Below you’ll find the Oklahoman‘s review of Oklahoma Shakespeare in the Park’s the Tempest, which runs Thursday-Saturday the first three weekends of July, 2012 at the Myriad Gardens Water Stage in Downtown Oklahoma City.
I am a bit biased as a cast member, but hope you can make this part of your summer fun.
A good blend of magic, raucous humor, grudging mercy and youthful romance triumphant over potential tragedy, was served up in “The Tempest” by Oklahoma Shakespeare in the Park.
Loud storm sounds, bells, and men with ropes, controlled by a magician with his stave from above, suggested a shipwreck on the castle-like stage, covered with material similar to that of sails or parachutes.
But it was veteran cast members, and Oklahoma Shakespeare in the Park newcomer Rebecca Ashton, more than special effects, which made the Bard’s late masterpiece come to life Thursday at Myriad Gardens Water Stage, 301 W Reno.
Hal Kohlman brought a powerful presence, heavy-handed but gruffly appealing, to Prospero, the rightful Duke of Milan, exiled to the island, where he uses magic to strand his enemies’ on its shore.
Carrying out his bidding with the right air of merry, mischievous enjoyment of the confusion being caused was a shaven-headed David Mays as Ariel, wearing body paint, see-through pants and a jazzy sash.
Supplying a crudely humorous contrast to Mays as “the dainty spirit of the winds” was Ben Hall as Caliban, a “brutish half man/half beast,” who wants to take back “his” island from Prospero.
Wading out of the dark waters surrounding the stage, like the title character in the movie the “Creature From the Black Lagoon,” Hall seemed to revel in the raunchy role, and soon made it his own.
This was especially true after he encountered Don Taylor as Trinculo, a drunken jester, and Jon Haque as Stephano, a servant who makes Caliban his servant by giving him “moon-liquor.”
Together, these three were a comic force to reckon with, threatening to drown over aspects of the play, like the storm which set it in motion, as they joined in Caliban’s wacky plan to whack Prospero.

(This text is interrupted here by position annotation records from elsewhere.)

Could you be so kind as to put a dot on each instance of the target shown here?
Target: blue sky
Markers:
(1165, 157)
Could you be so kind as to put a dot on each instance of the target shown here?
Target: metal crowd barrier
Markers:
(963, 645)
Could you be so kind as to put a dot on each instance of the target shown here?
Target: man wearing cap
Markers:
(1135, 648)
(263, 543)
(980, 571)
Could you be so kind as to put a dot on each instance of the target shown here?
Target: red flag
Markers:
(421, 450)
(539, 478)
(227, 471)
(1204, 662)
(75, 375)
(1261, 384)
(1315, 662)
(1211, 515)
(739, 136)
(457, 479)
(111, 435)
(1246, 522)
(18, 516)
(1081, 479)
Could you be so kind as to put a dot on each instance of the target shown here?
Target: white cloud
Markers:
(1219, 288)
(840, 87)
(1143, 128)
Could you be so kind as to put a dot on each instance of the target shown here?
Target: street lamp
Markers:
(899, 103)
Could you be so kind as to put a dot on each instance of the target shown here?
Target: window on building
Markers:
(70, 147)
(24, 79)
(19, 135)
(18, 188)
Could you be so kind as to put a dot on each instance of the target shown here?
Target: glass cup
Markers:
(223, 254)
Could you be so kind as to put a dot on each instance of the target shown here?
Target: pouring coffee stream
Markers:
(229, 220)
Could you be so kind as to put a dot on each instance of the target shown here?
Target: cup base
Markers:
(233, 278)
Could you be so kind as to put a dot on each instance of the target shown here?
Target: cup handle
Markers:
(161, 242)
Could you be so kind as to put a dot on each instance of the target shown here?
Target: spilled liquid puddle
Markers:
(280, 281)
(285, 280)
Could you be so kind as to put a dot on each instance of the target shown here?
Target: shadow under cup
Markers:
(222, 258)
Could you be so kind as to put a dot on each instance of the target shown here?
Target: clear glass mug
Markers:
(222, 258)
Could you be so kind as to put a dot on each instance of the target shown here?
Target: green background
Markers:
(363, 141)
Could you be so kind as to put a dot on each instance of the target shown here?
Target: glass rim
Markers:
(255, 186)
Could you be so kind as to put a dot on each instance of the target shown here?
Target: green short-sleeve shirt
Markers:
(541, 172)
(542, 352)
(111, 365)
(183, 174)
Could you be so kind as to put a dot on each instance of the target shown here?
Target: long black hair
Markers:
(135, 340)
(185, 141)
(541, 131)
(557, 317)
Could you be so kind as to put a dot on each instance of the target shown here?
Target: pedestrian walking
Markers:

But if these “downstairs” types nearly stole the show, like creatures from our unconscious, it was the aristocratic, “upstairs” cast members who in some ways made the most lasting impression.
Ashton was a fetching ingenue as the “homeschooled,” and then some, Miranda, who falls in “love at first sight” with the shipwrecked prince, Ferdinand, the first man she meets (after her father).
Hunter Paul filled the part of the equally-smitten object of her affections, Ferdinand, with manly aplomb, doing his assigned menial task of moving wood with good grace, stripped to the waist.
Just menacing enough to give an “edge” to things were Rob Gallavan as Antonio, the usurping brother of Prospero, and Andrew Rathgeber as Sebastian, brother of the King of Naples.
Wonderfully creepy and compelling was a scene in which Gallavan’s Antonio appears to have convinced Rathgeber’s Sebastian to murder the king in his sleep, foiled at the last moment, by Ariel.
David Pasto was understated but effective as the good, loyal, graying Gonzalo, a counselor who supplied provisions that saved Prospero and Miranda, when they were sent into exile.
Lasting some two hours (not counting an intermission), Oklahoma Shakespeare in the Park’s “The Tempest,” briskly directed by Michael Jones, is highly recommended and shouldn’t be missed.